Lawsuit describes bawdy court bailiffs

Dec. 7—RANDOLPH COUNTY — A former Randolph County Courthouse bailiff says in a federal civil lawsuit that he was fired after just two months on the job because he did not like the bawdy work environment encouraged by the sergeant in charge of the bailiffs, which he says included sexually charged talk and sexual harassment of women.

The lawsuit by Rickey Jason Spivey, 46, of Chatham County, against Sheriff Gregory Seabolt seeks unspecified damages, including back pay, lost earnings and damages for emotional distress.

Seabolt and the Randolph County Sheriff's Office have not yet filed a response to the lawsuit, which was filed in late November in U.S. District Court for North Carolina's Middle District.

In the lawsuit, Spivey says that on his first day working at the courthouse in August 2020, the sergeant in charge boasted that the courthouse was the sergeant's "because he had the sheriff in his pocket" and had the power to get a person reassigned out of the courthouse.

Within days after that brag, a woman bailiff was transferred out, and the sergeant claimed he had her transferred, using an expletive to describe her.

The lawsuit describes more than a dozen specific cases of inappropriate workplace behavior among the bailiffs, including the open sharing of a porn video and a number of sexually suggestive remarks by both men and women.

Before long the sergeant told Spivey that he was too serious and stiff and that no one wanted to work with Spivey because he would not cut up like everyone else, the lawsuit says. The sergeant also said that Spivey would not last long with the sheriff's office if he didn't loosen up.

In early September 2020, Spivey told the sergeant that "the behavior he observed by other deputies was unprofessional and offensive to him," the lawsuit says.

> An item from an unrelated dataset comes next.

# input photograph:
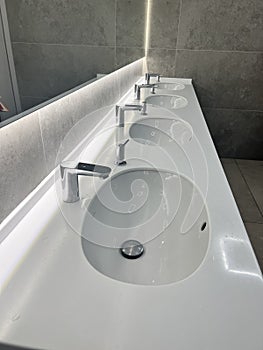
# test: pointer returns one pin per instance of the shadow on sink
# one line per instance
(169, 219)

In the last week of September, the sergeant told Spivey that he was being sent home with pay, the lawsuit says. He would not say why, only that Spivey should wait for Seabolt to call him.

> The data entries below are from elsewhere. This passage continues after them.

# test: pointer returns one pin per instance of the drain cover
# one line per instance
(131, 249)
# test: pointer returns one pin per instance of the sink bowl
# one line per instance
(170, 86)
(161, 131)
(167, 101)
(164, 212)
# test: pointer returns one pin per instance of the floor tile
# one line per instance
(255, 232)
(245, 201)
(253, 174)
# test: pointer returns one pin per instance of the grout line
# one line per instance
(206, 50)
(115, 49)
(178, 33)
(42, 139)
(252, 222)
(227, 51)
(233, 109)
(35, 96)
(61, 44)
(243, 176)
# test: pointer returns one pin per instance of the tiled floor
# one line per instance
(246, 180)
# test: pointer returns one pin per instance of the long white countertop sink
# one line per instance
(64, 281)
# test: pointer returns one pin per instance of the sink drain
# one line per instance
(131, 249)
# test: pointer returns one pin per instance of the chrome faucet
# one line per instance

On the last day of September, the sergeant called Spivey and said Spivey was scheduled to meet with Seabolt the next day at 3 p.m. When Spivey arrived, Seabolt was not there, and another officer told Spivey he was being fired because of "a policy violation."

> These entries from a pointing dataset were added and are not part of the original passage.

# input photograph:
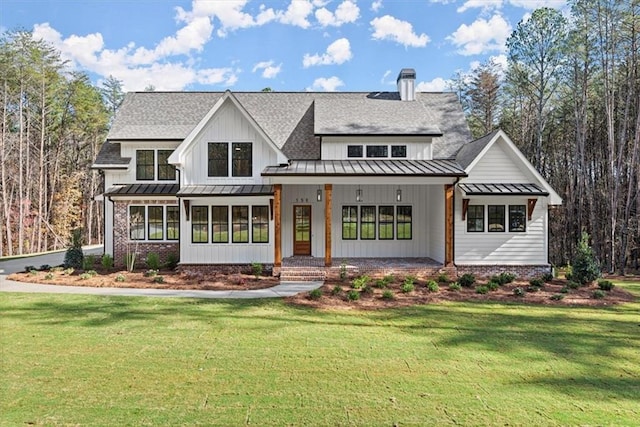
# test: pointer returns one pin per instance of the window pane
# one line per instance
(220, 224)
(368, 222)
(517, 218)
(144, 165)
(260, 224)
(173, 222)
(136, 222)
(166, 172)
(496, 218)
(475, 218)
(354, 150)
(240, 224)
(349, 222)
(242, 159)
(385, 222)
(398, 151)
(218, 159)
(200, 224)
(377, 151)
(156, 222)
(404, 223)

"Plaintiff was never written up or warned, even to the date of his termination, about any misbehavior on his part," the lawsuit says, alleging that the sergeant had "prepared backdated memoranda and solicited statements against Plaintiff for the purpose of making a case to terminate Plaintiff's employment as a consequence of Plaintiff's disapproval of the offensive behavior among other deputies and ... (the sergeant) himself."